“不,”習擇淡淡的說道,“我們打沒什麽意思,有這個力氣不如拿來對付蓋克猿。我的意思是,比拚擊殺蓋克猿。不同實力的蓋克猿計算不同的分數。最後分數多者勝出!”
神脈士軍官一夥人微微一愣,隨即就“哈哈”大笑起來。
“他以為我們和他們一樣呢。”
“小子,我們和你們是不同的!”
“這麽low的法子也隻有你能夠想的出來吧?”
神脈士軍官們嘲笑也就罷了,便是黑莓,劉光頭他們都紛紛搖頭。顯然習擇的較勁法子連他們都不認同。為什麽?因為軍團神脈士和軍方神脈士有著本質的區別:軍團神脈士執行一個個單獨的任務,而軍方神脈士則是服從於整個戰場,甚至統兵作戰!
習擇的對賭方法當然適用於軍團神脈士之間,也同樣適用於軍方神脈士之間,但唯獨不合適軍團神脈士和軍方神脈士之間!
少校軍官一擺手,其他神脈士軍官紛紛安靜了下來,他不屑的冷笑一聲,道:“習擇,本來我以為我已經算是高看你了,現在看來,你連讓我看低的資格都沒有。聽好了!”
少校軍官跨前一步,他比習擇還要高一頭,此刻就是俯瞰著習擇,他伸出手指戳著習擇的胸膛,“別把我們和你們混為一談。和我們比擊殺蓋克猿的數量?我們開著戰艦,一炮掃過去就能夠殺死成百上千的蓋克猿。你沒資格和我們比!”
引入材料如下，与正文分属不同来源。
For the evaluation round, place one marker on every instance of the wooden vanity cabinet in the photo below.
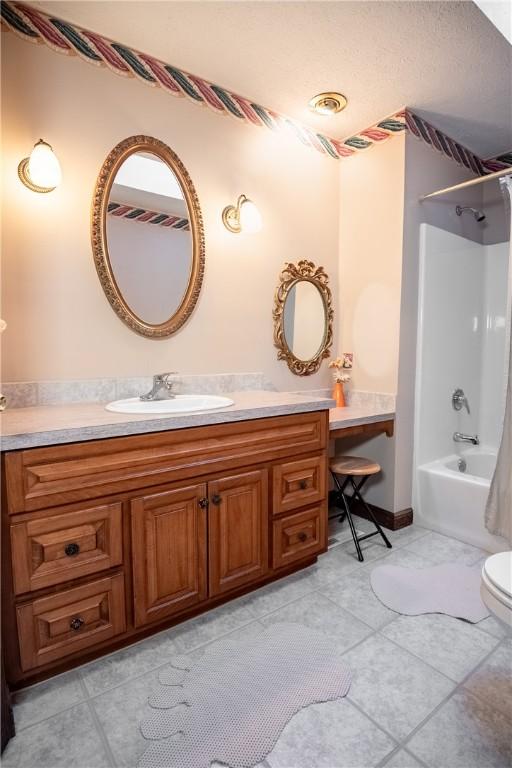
(109, 540)
(238, 531)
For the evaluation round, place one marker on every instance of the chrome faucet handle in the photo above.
(459, 400)
(164, 376)
(160, 382)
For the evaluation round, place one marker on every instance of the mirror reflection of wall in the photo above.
(304, 320)
(149, 238)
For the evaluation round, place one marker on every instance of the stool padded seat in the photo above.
(353, 465)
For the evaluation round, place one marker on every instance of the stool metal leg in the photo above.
(357, 495)
(347, 503)
(341, 494)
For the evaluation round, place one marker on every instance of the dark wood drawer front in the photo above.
(53, 627)
(59, 548)
(299, 536)
(45, 477)
(299, 482)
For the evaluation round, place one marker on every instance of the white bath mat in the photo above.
(233, 703)
(452, 589)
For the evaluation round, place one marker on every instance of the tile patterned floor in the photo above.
(428, 691)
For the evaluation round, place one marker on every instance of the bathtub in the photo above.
(453, 502)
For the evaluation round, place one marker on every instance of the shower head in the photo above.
(479, 215)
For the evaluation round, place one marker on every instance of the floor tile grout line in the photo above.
(100, 730)
(456, 682)
(372, 720)
(456, 689)
(375, 629)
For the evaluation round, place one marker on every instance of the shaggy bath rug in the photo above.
(232, 704)
(452, 589)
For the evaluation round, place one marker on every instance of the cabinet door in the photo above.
(238, 530)
(169, 552)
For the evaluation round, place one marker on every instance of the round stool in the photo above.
(354, 471)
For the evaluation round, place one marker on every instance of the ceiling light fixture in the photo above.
(328, 103)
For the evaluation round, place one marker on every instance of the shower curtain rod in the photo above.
(469, 183)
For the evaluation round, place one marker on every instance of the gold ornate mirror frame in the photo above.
(99, 235)
(290, 276)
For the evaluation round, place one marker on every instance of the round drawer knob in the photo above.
(76, 623)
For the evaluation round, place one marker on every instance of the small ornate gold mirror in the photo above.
(303, 317)
(147, 236)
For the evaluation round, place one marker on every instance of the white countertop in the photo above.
(353, 416)
(56, 424)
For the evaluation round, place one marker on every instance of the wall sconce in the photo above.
(242, 217)
(41, 171)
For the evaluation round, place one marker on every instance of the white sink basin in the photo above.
(176, 405)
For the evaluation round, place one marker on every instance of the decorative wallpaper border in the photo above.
(443, 143)
(37, 27)
(148, 217)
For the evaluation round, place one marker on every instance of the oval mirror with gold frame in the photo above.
(303, 317)
(147, 236)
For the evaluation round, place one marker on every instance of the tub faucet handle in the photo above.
(459, 400)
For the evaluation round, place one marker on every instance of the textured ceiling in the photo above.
(443, 59)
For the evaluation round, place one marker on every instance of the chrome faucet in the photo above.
(459, 437)
(162, 387)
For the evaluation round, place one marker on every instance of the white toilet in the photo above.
(496, 586)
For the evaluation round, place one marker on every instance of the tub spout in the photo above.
(459, 437)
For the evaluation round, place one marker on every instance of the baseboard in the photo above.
(393, 521)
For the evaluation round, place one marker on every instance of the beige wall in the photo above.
(60, 325)
(371, 225)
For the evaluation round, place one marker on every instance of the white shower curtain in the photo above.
(498, 512)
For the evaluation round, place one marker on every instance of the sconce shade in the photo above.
(41, 171)
(244, 217)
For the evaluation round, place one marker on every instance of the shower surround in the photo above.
(463, 309)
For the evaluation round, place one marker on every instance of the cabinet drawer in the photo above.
(39, 478)
(59, 548)
(299, 536)
(53, 627)
(300, 482)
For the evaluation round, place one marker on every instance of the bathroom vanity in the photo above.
(108, 540)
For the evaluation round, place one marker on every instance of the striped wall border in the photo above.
(63, 37)
(131, 212)
(447, 146)
(35, 26)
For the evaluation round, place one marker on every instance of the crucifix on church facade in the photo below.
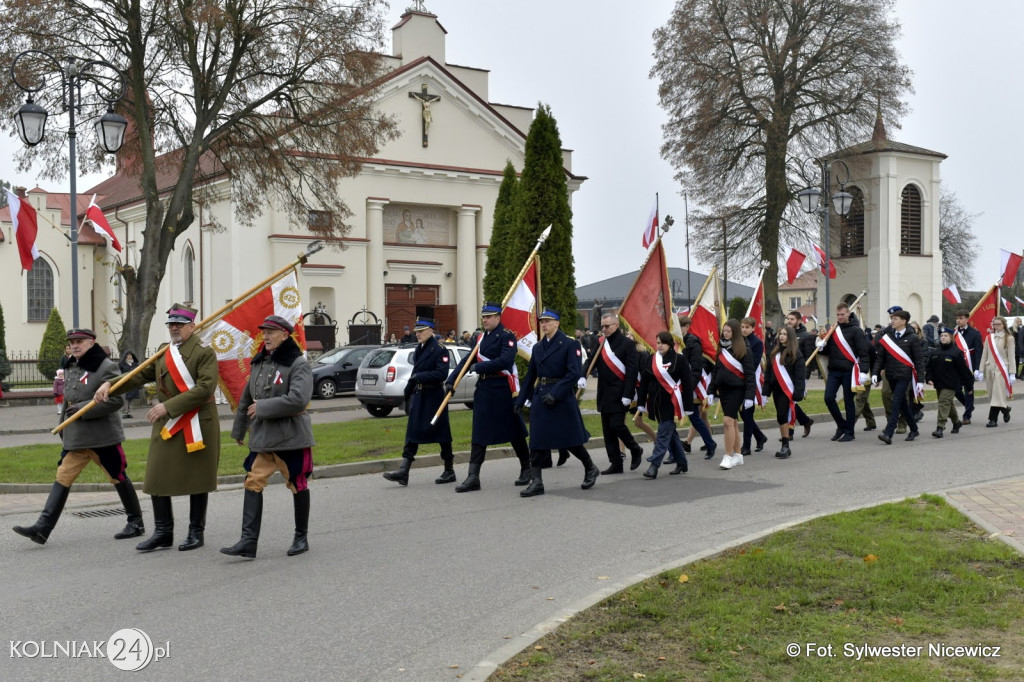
(425, 100)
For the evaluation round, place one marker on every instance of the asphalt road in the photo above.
(408, 583)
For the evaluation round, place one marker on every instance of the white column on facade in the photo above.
(375, 255)
(467, 282)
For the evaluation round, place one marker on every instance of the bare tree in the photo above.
(750, 86)
(956, 240)
(273, 93)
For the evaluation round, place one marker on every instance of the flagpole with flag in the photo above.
(206, 322)
(532, 260)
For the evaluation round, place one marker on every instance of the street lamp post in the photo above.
(842, 201)
(31, 123)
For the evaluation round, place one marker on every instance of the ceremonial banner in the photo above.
(647, 307)
(519, 314)
(988, 307)
(237, 336)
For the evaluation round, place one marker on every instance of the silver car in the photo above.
(381, 380)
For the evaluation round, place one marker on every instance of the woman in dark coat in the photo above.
(784, 381)
(128, 363)
(732, 382)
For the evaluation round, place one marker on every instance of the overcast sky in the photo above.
(590, 60)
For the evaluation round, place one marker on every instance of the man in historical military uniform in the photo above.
(494, 421)
(184, 446)
(616, 385)
(95, 436)
(549, 390)
(272, 410)
(425, 392)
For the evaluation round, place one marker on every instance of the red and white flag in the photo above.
(647, 307)
(95, 215)
(1011, 262)
(519, 314)
(650, 229)
(237, 336)
(25, 227)
(794, 261)
(821, 262)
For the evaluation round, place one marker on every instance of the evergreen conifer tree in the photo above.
(500, 268)
(51, 348)
(542, 200)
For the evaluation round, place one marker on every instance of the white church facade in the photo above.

習擇道:“你很喜歡講資格?但是資格不是講出來,是拚出來的!你以為我不知道你們的作戰模式?把我當笨蛋之前,先想想你自己是不是一個聰明人吧。”
少校軍官臉色難看,額頭上青筋突突。
習擇道:“我既然說要和你賭,就是用各自的作戰方式!你開戰艦也好,統兵陸戰也好,隻要是你率領的隊伍,擊殺的蓋克猿就都算在你頭上。而我們這邊則按照我們自己的作戰方式。如何?看起來我們的處於絕對的劣勢對不對?是不是覺得這樣比你們就必勝無疑?那咱們就來比比看!誰勝誰負,得看結果!”